The new rules have been structured to protect investors by providing them with more information regarding asset-backed securities, which played an integral role in the recent economic downfall.
One rule, which will go into effect next year, requires financial institutions and banks that issue asset-backed securities to scrutinize the assets underlying each security, in turn the SEC feels this will ensure that the loans are an accurate reflection of what is being sold to investors. It has been reported that the markets for securities supported by mortgage, auto, student loans and credit cards have remained unstable since the crisis due to investors being uncertain about the quality of the loans.
Moreover, the findings drawn from the review would have to be made public, the agency said. The commission voted 3-2 in favour of the rule, with SEC Chairman Mary Schapiro and commissioners Elisse Walter and Luis Aguilar supporting and Commissioners Kathleen Casey and Troy Paredes opposing, the Wall Street Journal reports.
Further, the federal watchdog adopted another rule, effective February 2012, that requires issuers to report and provide information regarding requests from lenders to repurchase loans.
‘At one time, the securitization market provided trillions of dollars of liquidity to virtually every sector of the economy,’ says Schapiro. ‘However, during the financial crisis, ABS investors suffered significant losses, causing the market for securitization to rapidly decline [and] these rational measures are designed to help revitalize the important asset-backed securities market by encouraging better disclosure for investors.’
Additionally, the SEC approved rules requiring rating agencies to disclose information about the representations issuers make about a security, the journal said.
The new rules were approved unanimously and received backing from organisations such as the American Securitization Forum (ASF) which lauded the SEC’s efforts in making asset-backed securities more transparent for investors.

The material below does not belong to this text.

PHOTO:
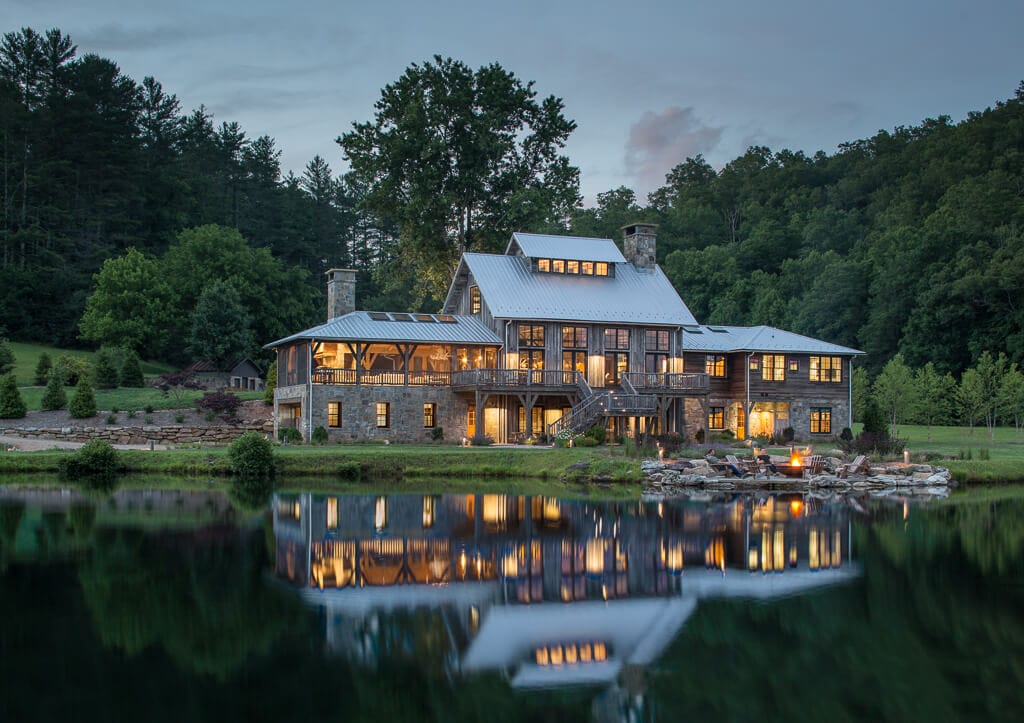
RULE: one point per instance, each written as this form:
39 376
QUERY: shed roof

‘We commend the commission for seeking industry input regarding reforms in the asset-backed securities market and appreciate that the final rules approved today for repurchase disclosure,’ says Tom Deutsch executive director of ASF. ‘While the commission did announce steps attempting to alleviate this concern, it is unclear without seeing the final rules whether issuers will continue to be able to offer investors cost-effective due diligence by independent third parties.’